Reduced-susceptibility staph on the increase
Reduced-susceptibility staph on the increase
CDC has documented 15 cases in last 18 months
The Centers for Disease Control and Prevention is stepping up efforts to identify and analyze rapidly emerging staph strains with reduced susceptibility to vancomycin. The strains have a minimum inhibitory concentration (MIC) of four for vancomycin, about half the level of resistance to the antibiotic as vancomycin-intermediate Staphylococcus aureus (VISA). Infection control professionals are urged to assist in the surveillance, which is being done in part to assess the need and efficacy of recommended precautions.
There have been six confirmed cases of VISA in the United States since 1997, but the CDC has confirmed 15 cases of the reduced-susceptibility strains in the last 18 months alone, Scott Fridkin, MD, a medical epidemiologist in the CDC’s hospital infections program, said recently in Toronto at the Interscience Conference on Antimicrobial Agents and Chemotherapy (ICAAC).
"We actually have one report where there was spread to a family member of this organism," he emphasized. "I believe it went from the son, who was [previously] hospitalized, to the mother, who was somewhat ill and subsequently was hospitalized with a Staph aureus infection with this same MIC of four. So there has been spread documented."
As previously reported in Hospital Infection Control, that case involved a patient who came in to a hospital colonized with an MRSA strain that barely registered for any reduced susceptibility to vancomycin, with lab tests showing it had less than one MIC. However, the level of resistance increased to four MIC after the patient was administered vancomycin for 45 days during hospitalization.1 (See HIC, August 2000.)
While the pathogens are of concern in their own right, the presence of the reduced-susceptibility strains may precede the emergence of VISA in a patient population, Fridkin said. "In attempting to get a sense of how frequent or how common this organism is in the U.S., we’ve [initiated] enhanced case finding to identify these patients — these infections — as soon as possible," he said. "We’ve established partnerships with industry and academia. [CDC is] basically working with some of the other surveillance systems, the private surveillance systems that are out there, [asking] if they identify any of these to please let us know. We’ve offered expedited confirmatory testing.
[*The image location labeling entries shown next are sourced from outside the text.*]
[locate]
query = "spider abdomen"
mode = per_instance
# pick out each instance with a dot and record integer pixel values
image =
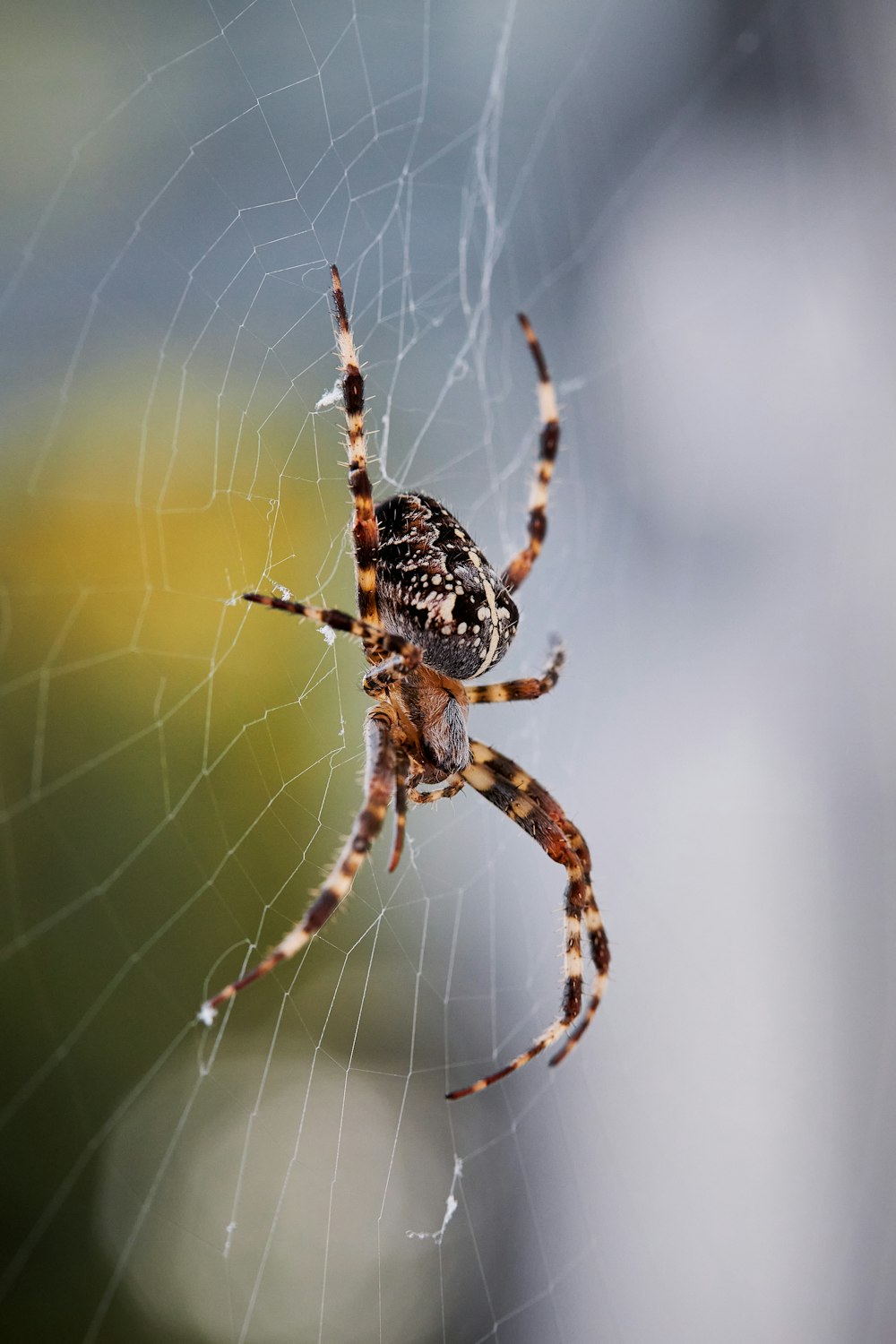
(435, 588)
The reason we’re trying to identify these patients is to help assess what prevention strategies the infection control teams are using and also to try and help coordinate the public health response."
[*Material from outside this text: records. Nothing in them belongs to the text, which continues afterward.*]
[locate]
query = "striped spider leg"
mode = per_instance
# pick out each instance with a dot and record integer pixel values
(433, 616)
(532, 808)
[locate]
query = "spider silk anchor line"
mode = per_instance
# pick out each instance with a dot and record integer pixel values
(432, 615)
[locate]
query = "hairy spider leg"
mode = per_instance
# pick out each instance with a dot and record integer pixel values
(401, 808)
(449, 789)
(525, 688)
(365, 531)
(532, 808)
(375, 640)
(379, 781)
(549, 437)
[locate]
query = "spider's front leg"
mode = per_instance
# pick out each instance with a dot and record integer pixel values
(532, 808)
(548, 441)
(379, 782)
In that regard, the CDC is asking that any S. aureus isolate for which the vancomycin MIC is greater than or equal to four to be sent to the agency for confirmatory testing. "We definitely have some concerns that these patients are very similar to patients with actual VISA," he said. "There are infection control and treatment
implications."
Currently, the CDC is recommending that patients with the reduced-susceptibility strains be placed under contact isolation similar to that recommended for methicillin-resistant S. aureus. Infection control measures for VISA are considerably more stringent, including wearing masks, culturing contacts, and monitoring compliance with precautions.
CDC guidelines also call for infection control professionals to minimize the number of health care contacts for VISA patients, and that is commonly being interpreted as one-to-one nursing, Fridkin said. Evaluating possible spread to health care workers, other patients, and contacts also is recommended for VISA, he said as a reminder, although he conceded that such efforts could become expensive if interpreted broadly. No secondary transmission of VISA has been identified.
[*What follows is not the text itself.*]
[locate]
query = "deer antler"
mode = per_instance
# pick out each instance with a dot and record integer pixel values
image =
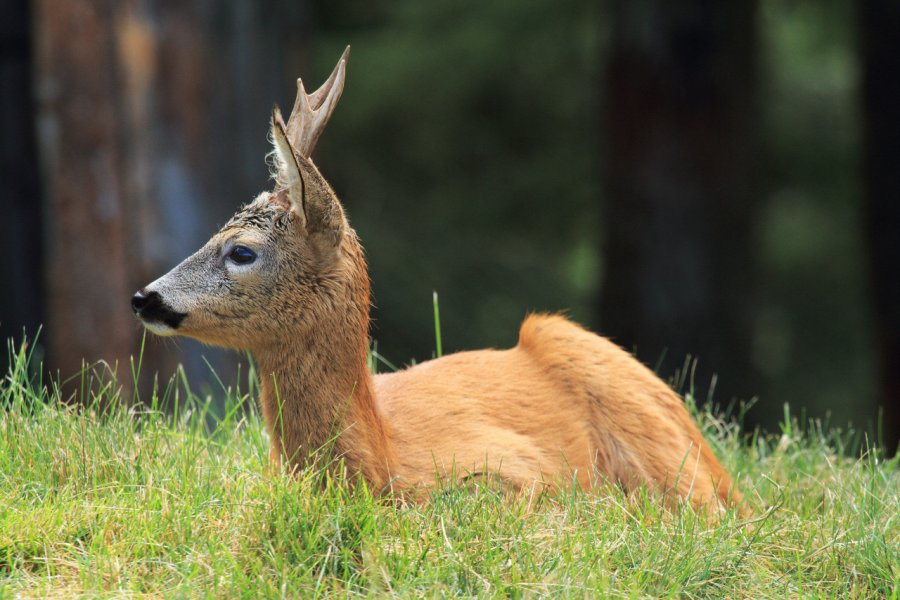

"Monitoring personnel for acquisition of the isolate is commonly an oversight, and you want to highlight that," he said. "It’s important. We need to assess the efficacy of these precautions."
The common denominator in many of the VISA cases reported so far has been prolonged administration of vancomycin, Mary Rogeman, MD, hospital epidemiologist at the VA Medical Center in Baltimore and professor of Medicine at the University of Maryland, said in another ICAAC session.
"I think it is very important for us to remember this, particularly in our clinical practices, as we note patients who are receiving prolonged courses of vancomycin," she said. "Being on a clinical service this month, I have one patient in our medical intensive care unit who is going on her ninth week of vancomycin, and I am quite frightened that we’re going to be isolating this as well."
Reference
1. Greene L, Chodoff A, Hollick G, et al. Evidence for community transmission of methicillin-resistant Staphylococcus aureus with a propensity for reduced vancomycin susceptibility. Presented at the Association for Professionals in Infection Control and Epidemiology. Minneapolis; June 18-22, 2000.